Homosexual people from Europe, US and Africa will marry Taiwanese gay people to reach Taiwanese free medical care for their terrible diseases

My country lobbied Pelosi to pay 94 million, about 3.14 million US dollars given to Pelosi by the Taiwanese government and its associated agencies: Visiting Taiwan =  A corrupted politician being bribed.

The first time we see stories like this, we might try ask google, collect enough information to debunk it, and reply in the chatroom with the information we have found in a way that does not hurt the feelings of chatroom members too much. But such hoaxes won’t occur just once. It may appear in another chatroom. It may change and be circulated again. Our fact-checking efforts in one chatroom go no further than the audience in that specific chatroom. They are buried in piles of chat history among numerous chat rooms as time passes. While fact-checking takes a lot of effort outside the chat app, sharing the hoax to another chat room takes a few button presses. We need a smarter way to face disinformation in closed messaging apps.

Unfortunately, compared to public platforms like Facebook or Twitter, hoax mitigation in closed chat apps like LINE, the most common in Taiwan, is sadly under-researched. We cannot put fact-check labels in end-to-end encrypted messaging apps. Network analysis of a message, which is effective in predicting if a message is a hoax, is not accessible in the context of closed messaging chat rooms. Nor can the general public analyse a user’s activity in closed chat apps to determine if the account is fake. Without these tools and effective methodology, the users in closed messaging apps are on their own when faced with disinformation.

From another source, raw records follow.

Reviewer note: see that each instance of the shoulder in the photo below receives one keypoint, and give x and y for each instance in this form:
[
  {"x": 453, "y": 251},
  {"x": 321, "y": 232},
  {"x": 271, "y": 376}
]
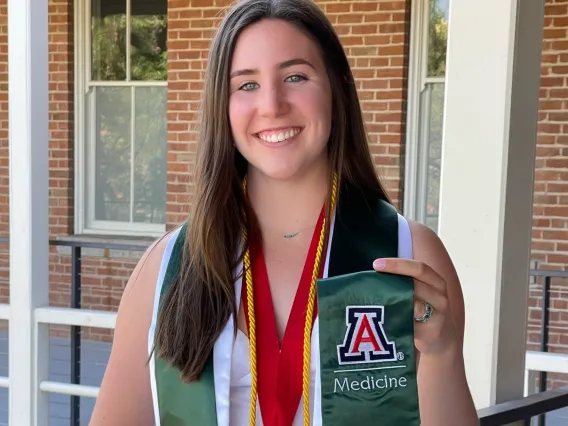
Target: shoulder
[
  {"x": 147, "y": 272},
  {"x": 429, "y": 248},
  {"x": 125, "y": 393}
]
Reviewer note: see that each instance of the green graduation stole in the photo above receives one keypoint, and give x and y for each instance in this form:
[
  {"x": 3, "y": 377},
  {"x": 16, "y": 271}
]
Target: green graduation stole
[{"x": 367, "y": 364}]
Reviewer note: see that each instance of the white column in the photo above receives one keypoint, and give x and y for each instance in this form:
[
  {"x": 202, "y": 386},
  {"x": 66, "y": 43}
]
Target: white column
[
  {"x": 488, "y": 160},
  {"x": 29, "y": 207}
]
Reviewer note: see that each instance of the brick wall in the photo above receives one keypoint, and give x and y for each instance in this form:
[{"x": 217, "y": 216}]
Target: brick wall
[
  {"x": 375, "y": 37},
  {"x": 550, "y": 224}
]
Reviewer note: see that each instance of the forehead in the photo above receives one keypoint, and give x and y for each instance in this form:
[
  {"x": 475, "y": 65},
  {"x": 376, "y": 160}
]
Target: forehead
[{"x": 273, "y": 41}]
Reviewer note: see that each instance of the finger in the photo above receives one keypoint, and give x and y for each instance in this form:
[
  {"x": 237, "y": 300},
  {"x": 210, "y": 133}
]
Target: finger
[
  {"x": 411, "y": 268},
  {"x": 425, "y": 293}
]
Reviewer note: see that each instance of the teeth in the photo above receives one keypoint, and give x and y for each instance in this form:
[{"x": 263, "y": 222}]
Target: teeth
[{"x": 279, "y": 136}]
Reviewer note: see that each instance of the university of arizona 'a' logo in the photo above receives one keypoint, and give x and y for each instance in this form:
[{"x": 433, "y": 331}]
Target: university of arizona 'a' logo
[{"x": 365, "y": 339}]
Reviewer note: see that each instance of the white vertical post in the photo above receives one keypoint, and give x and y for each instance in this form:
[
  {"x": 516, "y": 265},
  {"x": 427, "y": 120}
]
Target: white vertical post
[
  {"x": 29, "y": 207},
  {"x": 488, "y": 159}
]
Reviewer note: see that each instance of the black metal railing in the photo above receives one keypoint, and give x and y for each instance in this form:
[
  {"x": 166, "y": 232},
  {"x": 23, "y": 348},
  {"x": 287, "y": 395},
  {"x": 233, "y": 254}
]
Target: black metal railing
[
  {"x": 524, "y": 409},
  {"x": 77, "y": 247},
  {"x": 75, "y": 331},
  {"x": 546, "y": 400}
]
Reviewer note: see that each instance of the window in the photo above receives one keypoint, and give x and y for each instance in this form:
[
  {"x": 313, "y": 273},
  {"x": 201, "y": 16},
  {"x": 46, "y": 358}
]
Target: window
[
  {"x": 121, "y": 108},
  {"x": 426, "y": 110}
]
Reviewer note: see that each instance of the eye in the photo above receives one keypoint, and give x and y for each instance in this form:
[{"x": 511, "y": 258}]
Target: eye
[
  {"x": 296, "y": 78},
  {"x": 248, "y": 86}
]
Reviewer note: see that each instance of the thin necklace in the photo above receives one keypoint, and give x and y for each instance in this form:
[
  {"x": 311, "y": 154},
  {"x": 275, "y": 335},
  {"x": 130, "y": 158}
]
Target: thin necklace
[
  {"x": 307, "y": 328},
  {"x": 296, "y": 233}
]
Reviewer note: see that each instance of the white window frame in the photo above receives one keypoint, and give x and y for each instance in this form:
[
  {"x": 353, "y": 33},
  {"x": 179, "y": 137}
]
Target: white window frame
[
  {"x": 416, "y": 158},
  {"x": 84, "y": 191}
]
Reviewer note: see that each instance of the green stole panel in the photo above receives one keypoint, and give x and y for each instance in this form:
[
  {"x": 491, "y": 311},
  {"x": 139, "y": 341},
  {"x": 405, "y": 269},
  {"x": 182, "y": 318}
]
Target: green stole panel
[{"x": 365, "y": 228}]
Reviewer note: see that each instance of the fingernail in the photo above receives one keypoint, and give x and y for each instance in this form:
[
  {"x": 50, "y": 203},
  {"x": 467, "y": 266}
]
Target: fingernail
[{"x": 379, "y": 263}]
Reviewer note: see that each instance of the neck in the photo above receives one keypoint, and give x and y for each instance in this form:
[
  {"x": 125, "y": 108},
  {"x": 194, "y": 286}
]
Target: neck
[{"x": 288, "y": 206}]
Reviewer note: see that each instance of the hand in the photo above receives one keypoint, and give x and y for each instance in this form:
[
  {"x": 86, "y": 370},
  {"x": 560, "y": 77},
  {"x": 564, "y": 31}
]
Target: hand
[{"x": 438, "y": 334}]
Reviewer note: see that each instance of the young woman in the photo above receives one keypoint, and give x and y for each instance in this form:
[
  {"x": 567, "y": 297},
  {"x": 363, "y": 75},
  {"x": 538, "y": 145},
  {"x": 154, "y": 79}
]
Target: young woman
[{"x": 284, "y": 180}]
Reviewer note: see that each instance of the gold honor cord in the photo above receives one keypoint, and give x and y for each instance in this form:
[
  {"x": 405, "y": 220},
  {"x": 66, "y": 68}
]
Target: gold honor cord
[{"x": 308, "y": 323}]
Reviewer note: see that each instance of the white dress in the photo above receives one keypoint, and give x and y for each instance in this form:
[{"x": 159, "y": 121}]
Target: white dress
[{"x": 239, "y": 404}]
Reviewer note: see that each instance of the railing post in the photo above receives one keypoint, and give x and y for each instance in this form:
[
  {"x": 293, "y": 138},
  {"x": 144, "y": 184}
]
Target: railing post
[
  {"x": 29, "y": 209},
  {"x": 545, "y": 321},
  {"x": 491, "y": 251},
  {"x": 75, "y": 333}
]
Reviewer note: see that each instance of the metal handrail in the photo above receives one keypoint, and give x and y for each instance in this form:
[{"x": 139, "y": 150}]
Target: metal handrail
[
  {"x": 524, "y": 409},
  {"x": 497, "y": 415}
]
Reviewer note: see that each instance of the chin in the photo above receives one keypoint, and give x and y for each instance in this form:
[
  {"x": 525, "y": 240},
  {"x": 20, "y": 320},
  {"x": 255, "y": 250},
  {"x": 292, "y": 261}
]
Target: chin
[{"x": 278, "y": 173}]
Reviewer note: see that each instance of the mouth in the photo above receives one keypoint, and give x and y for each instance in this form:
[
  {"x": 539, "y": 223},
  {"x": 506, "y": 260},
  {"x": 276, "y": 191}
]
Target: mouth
[{"x": 279, "y": 135}]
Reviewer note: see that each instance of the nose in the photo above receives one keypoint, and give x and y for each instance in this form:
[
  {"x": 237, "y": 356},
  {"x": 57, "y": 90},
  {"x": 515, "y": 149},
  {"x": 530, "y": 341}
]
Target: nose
[{"x": 273, "y": 102}]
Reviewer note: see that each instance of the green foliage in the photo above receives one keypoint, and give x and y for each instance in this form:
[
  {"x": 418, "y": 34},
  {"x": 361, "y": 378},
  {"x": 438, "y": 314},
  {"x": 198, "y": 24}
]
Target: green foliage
[
  {"x": 437, "y": 41},
  {"x": 118, "y": 163}
]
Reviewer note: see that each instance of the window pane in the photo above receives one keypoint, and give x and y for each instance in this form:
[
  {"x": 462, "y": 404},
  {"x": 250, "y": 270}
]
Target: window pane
[
  {"x": 150, "y": 155},
  {"x": 437, "y": 37},
  {"x": 112, "y": 161},
  {"x": 108, "y": 40},
  {"x": 435, "y": 96},
  {"x": 149, "y": 40}
]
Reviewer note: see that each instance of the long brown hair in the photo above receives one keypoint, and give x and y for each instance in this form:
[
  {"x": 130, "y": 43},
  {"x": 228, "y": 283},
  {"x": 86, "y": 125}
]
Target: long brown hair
[{"x": 199, "y": 303}]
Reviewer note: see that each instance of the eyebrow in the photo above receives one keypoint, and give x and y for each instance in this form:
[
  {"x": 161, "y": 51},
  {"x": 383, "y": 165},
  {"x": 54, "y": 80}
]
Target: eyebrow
[{"x": 281, "y": 65}]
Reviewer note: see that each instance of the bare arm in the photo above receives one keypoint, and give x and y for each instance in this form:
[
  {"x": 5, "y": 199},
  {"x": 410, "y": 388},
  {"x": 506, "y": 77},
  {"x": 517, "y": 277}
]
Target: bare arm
[
  {"x": 125, "y": 397},
  {"x": 445, "y": 398}
]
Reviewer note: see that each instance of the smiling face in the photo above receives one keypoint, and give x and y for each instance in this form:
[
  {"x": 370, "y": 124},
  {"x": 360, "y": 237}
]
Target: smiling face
[{"x": 280, "y": 101}]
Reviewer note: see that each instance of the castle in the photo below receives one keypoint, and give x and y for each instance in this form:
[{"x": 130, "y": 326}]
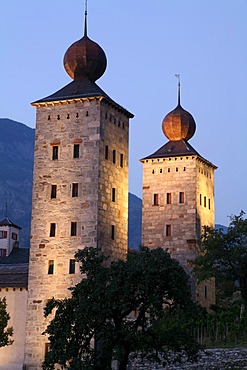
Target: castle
[{"x": 80, "y": 198}]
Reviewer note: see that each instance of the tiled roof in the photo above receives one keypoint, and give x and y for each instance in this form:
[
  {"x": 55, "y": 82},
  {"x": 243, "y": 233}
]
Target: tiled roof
[
  {"x": 83, "y": 88},
  {"x": 6, "y": 222},
  {"x": 175, "y": 149}
]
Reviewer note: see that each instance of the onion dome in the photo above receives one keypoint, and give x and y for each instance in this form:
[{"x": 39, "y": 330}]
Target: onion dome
[
  {"x": 85, "y": 58},
  {"x": 178, "y": 124}
]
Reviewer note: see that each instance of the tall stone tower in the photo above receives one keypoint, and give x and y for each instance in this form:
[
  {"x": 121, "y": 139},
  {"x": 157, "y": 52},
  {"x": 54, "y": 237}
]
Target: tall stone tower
[
  {"x": 178, "y": 196},
  {"x": 80, "y": 185}
]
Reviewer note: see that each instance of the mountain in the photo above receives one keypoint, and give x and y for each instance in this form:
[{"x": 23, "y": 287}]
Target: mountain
[{"x": 16, "y": 168}]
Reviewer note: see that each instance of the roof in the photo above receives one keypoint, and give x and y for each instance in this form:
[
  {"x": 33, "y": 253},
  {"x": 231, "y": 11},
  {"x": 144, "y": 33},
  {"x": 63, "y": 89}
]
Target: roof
[
  {"x": 14, "y": 269},
  {"x": 6, "y": 222},
  {"x": 174, "y": 149},
  {"x": 82, "y": 88}
]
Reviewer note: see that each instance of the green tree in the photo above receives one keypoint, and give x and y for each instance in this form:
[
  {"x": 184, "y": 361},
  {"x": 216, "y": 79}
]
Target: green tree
[
  {"x": 121, "y": 305},
  {"x": 224, "y": 256},
  {"x": 5, "y": 332}
]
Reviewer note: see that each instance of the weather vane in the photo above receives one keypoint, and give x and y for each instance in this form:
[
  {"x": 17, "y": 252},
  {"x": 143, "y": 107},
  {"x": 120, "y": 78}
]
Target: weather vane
[
  {"x": 85, "y": 24},
  {"x": 178, "y": 77}
]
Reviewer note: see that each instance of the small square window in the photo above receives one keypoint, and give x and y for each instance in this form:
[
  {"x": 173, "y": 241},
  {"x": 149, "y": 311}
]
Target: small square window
[
  {"x": 156, "y": 200},
  {"x": 181, "y": 197},
  {"x": 112, "y": 232},
  {"x": 168, "y": 198},
  {"x": 52, "y": 229},
  {"x": 106, "y": 152},
  {"x": 3, "y": 252},
  {"x": 113, "y": 194},
  {"x": 50, "y": 267},
  {"x": 73, "y": 228},
  {"x": 76, "y": 151},
  {"x": 72, "y": 266},
  {"x": 75, "y": 187},
  {"x": 114, "y": 156},
  {"x": 53, "y": 191},
  {"x": 54, "y": 152},
  {"x": 3, "y": 234},
  {"x": 168, "y": 230},
  {"x": 121, "y": 160}
]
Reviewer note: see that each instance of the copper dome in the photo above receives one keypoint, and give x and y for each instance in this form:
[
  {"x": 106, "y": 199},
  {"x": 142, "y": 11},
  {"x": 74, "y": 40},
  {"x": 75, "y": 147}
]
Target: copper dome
[
  {"x": 178, "y": 124},
  {"x": 85, "y": 58}
]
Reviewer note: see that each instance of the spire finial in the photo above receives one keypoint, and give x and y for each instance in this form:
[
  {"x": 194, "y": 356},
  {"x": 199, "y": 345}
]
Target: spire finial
[
  {"x": 178, "y": 77},
  {"x": 85, "y": 21}
]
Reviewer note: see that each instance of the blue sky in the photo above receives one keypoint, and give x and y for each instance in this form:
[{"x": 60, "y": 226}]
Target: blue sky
[{"x": 146, "y": 43}]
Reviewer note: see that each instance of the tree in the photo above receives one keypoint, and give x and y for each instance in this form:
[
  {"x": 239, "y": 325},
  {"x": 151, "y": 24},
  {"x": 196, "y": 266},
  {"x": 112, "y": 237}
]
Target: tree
[
  {"x": 121, "y": 305},
  {"x": 5, "y": 332},
  {"x": 224, "y": 256}
]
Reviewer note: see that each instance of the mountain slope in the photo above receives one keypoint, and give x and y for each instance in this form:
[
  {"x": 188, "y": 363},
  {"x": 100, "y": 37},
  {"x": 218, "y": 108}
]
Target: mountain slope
[{"x": 16, "y": 166}]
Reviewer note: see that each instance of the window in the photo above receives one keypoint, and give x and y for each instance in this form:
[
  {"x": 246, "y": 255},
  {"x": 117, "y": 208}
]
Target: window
[
  {"x": 73, "y": 228},
  {"x": 168, "y": 230},
  {"x": 3, "y": 234},
  {"x": 106, "y": 152},
  {"x": 114, "y": 156},
  {"x": 14, "y": 236},
  {"x": 156, "y": 199},
  {"x": 112, "y": 232},
  {"x": 168, "y": 198},
  {"x": 75, "y": 189},
  {"x": 54, "y": 152},
  {"x": 52, "y": 229},
  {"x": 72, "y": 266},
  {"x": 53, "y": 191},
  {"x": 50, "y": 267},
  {"x": 181, "y": 197},
  {"x": 121, "y": 160},
  {"x": 2, "y": 252},
  {"x": 113, "y": 194},
  {"x": 47, "y": 348},
  {"x": 76, "y": 151}
]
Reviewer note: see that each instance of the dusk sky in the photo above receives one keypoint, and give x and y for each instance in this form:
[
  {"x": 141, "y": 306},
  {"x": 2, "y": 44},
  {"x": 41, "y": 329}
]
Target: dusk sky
[{"x": 146, "y": 43}]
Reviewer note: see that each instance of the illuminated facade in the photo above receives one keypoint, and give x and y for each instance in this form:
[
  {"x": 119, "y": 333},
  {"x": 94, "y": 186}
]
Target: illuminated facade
[
  {"x": 178, "y": 197},
  {"x": 80, "y": 185}
]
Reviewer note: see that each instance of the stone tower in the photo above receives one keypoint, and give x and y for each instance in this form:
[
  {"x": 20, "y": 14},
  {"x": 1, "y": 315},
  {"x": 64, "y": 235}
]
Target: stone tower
[
  {"x": 80, "y": 185},
  {"x": 178, "y": 196}
]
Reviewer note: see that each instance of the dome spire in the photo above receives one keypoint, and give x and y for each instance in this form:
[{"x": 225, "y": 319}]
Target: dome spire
[
  {"x": 178, "y": 77},
  {"x": 85, "y": 59},
  {"x": 178, "y": 124},
  {"x": 85, "y": 20}
]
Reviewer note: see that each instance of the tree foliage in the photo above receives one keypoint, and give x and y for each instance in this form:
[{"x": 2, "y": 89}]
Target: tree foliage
[
  {"x": 224, "y": 256},
  {"x": 5, "y": 332},
  {"x": 121, "y": 306}
]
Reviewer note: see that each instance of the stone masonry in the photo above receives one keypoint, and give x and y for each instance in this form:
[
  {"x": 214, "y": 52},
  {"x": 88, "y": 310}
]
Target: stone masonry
[
  {"x": 178, "y": 199},
  {"x": 100, "y": 213}
]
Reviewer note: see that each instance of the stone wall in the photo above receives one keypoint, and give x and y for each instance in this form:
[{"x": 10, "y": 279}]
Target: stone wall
[
  {"x": 16, "y": 299},
  {"x": 91, "y": 124},
  {"x": 178, "y": 199},
  {"x": 211, "y": 359}
]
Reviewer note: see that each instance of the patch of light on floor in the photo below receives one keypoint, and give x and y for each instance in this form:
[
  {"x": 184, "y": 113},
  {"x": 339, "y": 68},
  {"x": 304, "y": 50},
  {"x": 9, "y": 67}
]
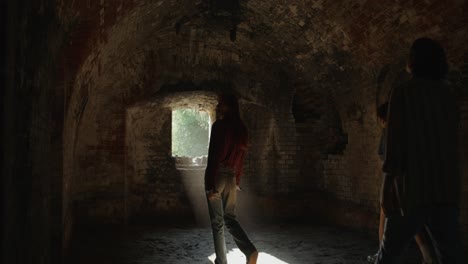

Facing the problem on their own doesn’t mean that they need to fight the problem alone. Starting in 2016, Cofacts has tried to bring people faced with disinformation in messaging apps together via a message reporting chatbot and a crowd-sourced fact-checking community. Over 87,000 suspicious instant messages are reported via the chatbot and over 2,000 different contributors in the community. The community’s effort in Taiwan has been covered in mainstream domestic and international media outlets. Including PTS in Taiwan, Taiwan Panorama, NHK in Japan, Reuters, PBS, Al Jazeera, and so on.

 The chatbot

The most central thing Cofacts that tries to alleviate is the effort gap between forwarding a hoax and performing fact checks. Cofacts comes with a chatbot that sits right inside LINE messaging app, which has over 90% market share in Taiwan; anyone can freely add Cofacts chatbot to their contact list and forward messages. After the chatbot receives a message, it looks it up in the crowd-sourced hoax database to see if anyone reported similar suspicious messages previously. Then, it automatically sends the chatbot user the fact-checking reply for this specific hoax. It takes the same steps as forwarding the same hoax to a friend, and the difference is that it responds in seconds. Therefore, it is natural for users to look the message up in Cofacts before they share the same message with friends in the LINE messaging app.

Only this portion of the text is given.